October 8, 2021
Dear Everyone:
I’ve been ordering
things online for (literally) many years.
In fact, way back when it was something new, and I wondered if a
certain purveyor had started a website, I tried looking it up at work.
I just wanted to know if they had a site yet.
Did I mention that this particular merchant sold only products
for women?
Imagine my chagrin
when the Company IT department automatically informed me, stridently,
that I had violated Company standards by attempting to interface with a
forbidden site. Later, just
out of curiosity, I tried going to another purveyor, one who specialized
in men’s fashions.
No problem.
I tried another
merchant site, one specializing in men’s fashions again.
Again, no problem.
Then I tried a site
that offered products for both genders.
No problem.
In fact, the only
thing “forbidden” by the original site was that it sold products only
likely to be purchased by women.
Yet another example of the Company’s unconscious bias against a
certain gender.
Meanwhile, I bought a
computer to use at home, where I could search the Internet to my heart’s
content without the risk of shocking the Company’s IT department.
These days, ordering
things online is easy.

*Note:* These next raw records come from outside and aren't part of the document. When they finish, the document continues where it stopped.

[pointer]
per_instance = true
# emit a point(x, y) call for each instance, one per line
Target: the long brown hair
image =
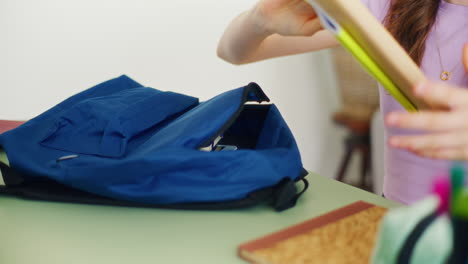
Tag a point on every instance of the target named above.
point(410, 22)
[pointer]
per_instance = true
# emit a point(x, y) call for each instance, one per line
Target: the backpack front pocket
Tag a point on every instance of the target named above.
point(104, 125)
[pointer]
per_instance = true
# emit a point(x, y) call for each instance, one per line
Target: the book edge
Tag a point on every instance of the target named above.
point(307, 225)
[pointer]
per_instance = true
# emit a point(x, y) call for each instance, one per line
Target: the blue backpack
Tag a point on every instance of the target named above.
point(119, 143)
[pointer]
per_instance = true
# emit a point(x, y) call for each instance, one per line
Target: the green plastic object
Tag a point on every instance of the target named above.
point(435, 244)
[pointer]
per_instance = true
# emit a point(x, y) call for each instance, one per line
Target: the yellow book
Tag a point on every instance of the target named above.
point(380, 54)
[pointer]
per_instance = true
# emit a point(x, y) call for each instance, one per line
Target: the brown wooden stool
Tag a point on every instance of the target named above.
point(358, 140)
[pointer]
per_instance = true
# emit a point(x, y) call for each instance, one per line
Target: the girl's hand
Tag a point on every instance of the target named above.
point(286, 17)
point(447, 136)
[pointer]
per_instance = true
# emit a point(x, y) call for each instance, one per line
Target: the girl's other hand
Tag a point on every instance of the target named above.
point(286, 17)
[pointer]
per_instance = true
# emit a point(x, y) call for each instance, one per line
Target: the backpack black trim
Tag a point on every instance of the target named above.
point(283, 195)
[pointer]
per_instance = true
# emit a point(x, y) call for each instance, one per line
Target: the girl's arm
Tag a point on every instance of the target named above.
point(273, 28)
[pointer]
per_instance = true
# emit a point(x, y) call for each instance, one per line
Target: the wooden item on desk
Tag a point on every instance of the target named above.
point(345, 235)
point(378, 43)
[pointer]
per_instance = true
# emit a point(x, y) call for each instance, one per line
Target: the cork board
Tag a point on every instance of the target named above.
point(346, 235)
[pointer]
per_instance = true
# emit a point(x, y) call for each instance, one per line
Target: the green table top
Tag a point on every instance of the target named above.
point(53, 233)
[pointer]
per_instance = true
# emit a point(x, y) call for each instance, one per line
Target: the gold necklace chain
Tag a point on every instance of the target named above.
point(444, 75)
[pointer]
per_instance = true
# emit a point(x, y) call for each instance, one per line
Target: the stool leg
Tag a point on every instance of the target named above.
point(344, 163)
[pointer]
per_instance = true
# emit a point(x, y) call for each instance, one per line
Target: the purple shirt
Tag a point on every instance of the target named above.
point(409, 177)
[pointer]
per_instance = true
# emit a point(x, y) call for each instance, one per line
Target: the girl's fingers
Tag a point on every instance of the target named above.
point(311, 27)
point(426, 120)
point(460, 153)
point(431, 141)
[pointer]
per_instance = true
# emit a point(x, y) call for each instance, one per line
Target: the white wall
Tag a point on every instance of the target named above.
point(51, 49)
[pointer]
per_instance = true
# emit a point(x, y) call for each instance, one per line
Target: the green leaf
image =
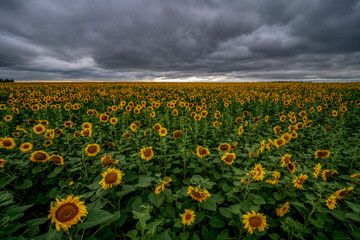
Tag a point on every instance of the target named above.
point(224, 235)
point(209, 204)
point(56, 171)
point(145, 182)
point(226, 212)
point(163, 236)
point(27, 183)
point(355, 207)
point(353, 216)
point(217, 221)
point(157, 200)
point(95, 217)
point(6, 198)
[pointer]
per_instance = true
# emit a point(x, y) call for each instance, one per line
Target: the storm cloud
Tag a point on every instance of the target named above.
point(159, 40)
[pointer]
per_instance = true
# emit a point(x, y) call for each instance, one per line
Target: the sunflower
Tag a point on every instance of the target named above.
point(276, 179)
point(228, 158)
point(2, 163)
point(157, 126)
point(86, 132)
point(291, 167)
point(111, 177)
point(133, 127)
point(160, 188)
point(147, 153)
point(258, 172)
point(224, 147)
point(177, 134)
point(106, 161)
point(317, 170)
point(39, 129)
point(68, 124)
point(342, 192)
point(57, 159)
point(7, 143)
point(322, 154)
point(277, 129)
point(202, 152)
point(92, 149)
point(327, 173)
point(188, 217)
point(163, 132)
point(298, 181)
point(86, 125)
point(283, 209)
point(241, 130)
point(198, 195)
point(104, 117)
point(39, 156)
point(67, 212)
point(285, 160)
point(279, 142)
point(254, 220)
point(113, 120)
point(331, 202)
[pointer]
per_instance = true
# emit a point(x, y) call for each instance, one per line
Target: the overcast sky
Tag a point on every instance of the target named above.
point(163, 40)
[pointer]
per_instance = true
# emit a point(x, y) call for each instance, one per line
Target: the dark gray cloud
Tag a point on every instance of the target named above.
point(169, 40)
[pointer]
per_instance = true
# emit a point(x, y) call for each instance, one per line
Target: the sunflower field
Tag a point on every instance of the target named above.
point(179, 161)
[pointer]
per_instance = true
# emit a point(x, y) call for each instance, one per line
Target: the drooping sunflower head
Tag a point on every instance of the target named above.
point(340, 194)
point(283, 209)
point(188, 217)
point(322, 154)
point(57, 159)
point(228, 158)
point(254, 221)
point(147, 153)
point(39, 129)
point(198, 195)
point(67, 212)
point(39, 156)
point(177, 134)
point(224, 147)
point(111, 177)
point(202, 152)
point(7, 143)
point(92, 149)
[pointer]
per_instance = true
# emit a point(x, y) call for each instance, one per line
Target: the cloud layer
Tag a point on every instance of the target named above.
point(204, 40)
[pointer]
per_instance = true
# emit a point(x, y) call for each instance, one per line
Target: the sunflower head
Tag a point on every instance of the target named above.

In
fact, it can be more convenient, particularly when I am still crippled
by the Mysterious Thing That Happened to My Leg.
It generally is more
convenient, except for when your Item is delivered to the wrong address.
One time, I had made an online purchase and began to wonder when
it was going to be delivered.
Some checking told me
that the Postal Service had already “delivered” it, but not to me.
When I took a printout of the delivery “notice” to the local
branch, I was informed that it was much too late to begin a trace.
So I was out of about
$80 worth of new underwear.
If you think that’s an extravagant amount of money to spend, you just
haven’t priced quality underwear recently.
Another time, I got
home from somewhere and found a notice glued to my front door, informing
me that my Item had been dropped over the patio fence.
Sure enough, there was a very large, very heavy cardboard box on
my patio. Only problem was,
I hadn’t ordered it. It
wasn’t even addressed to me.
Turned out it belonged to another resident in a different building, in
an upstairs unit. I guess
dropping it over my patio fence was easier for the delivery driver than
hauling it up the stairs hundreds of yards away.
In the past couple of
years, as ordering online has become more common with me, I started (of
course!) a database to keep track of what was ordered, when it was
ordered, from whom, when it was expected and when it was actually
delivered. This has resulted
in the happy coincidence that none of my purchases has gone wandering
off on its own of late.
Naturally, entering
all this information into the database is an extra chore for me.
But it does offer Peace of Mind, knowing what things I ordered
and when to expect them. And
that’s what it’s all about, isn’t it?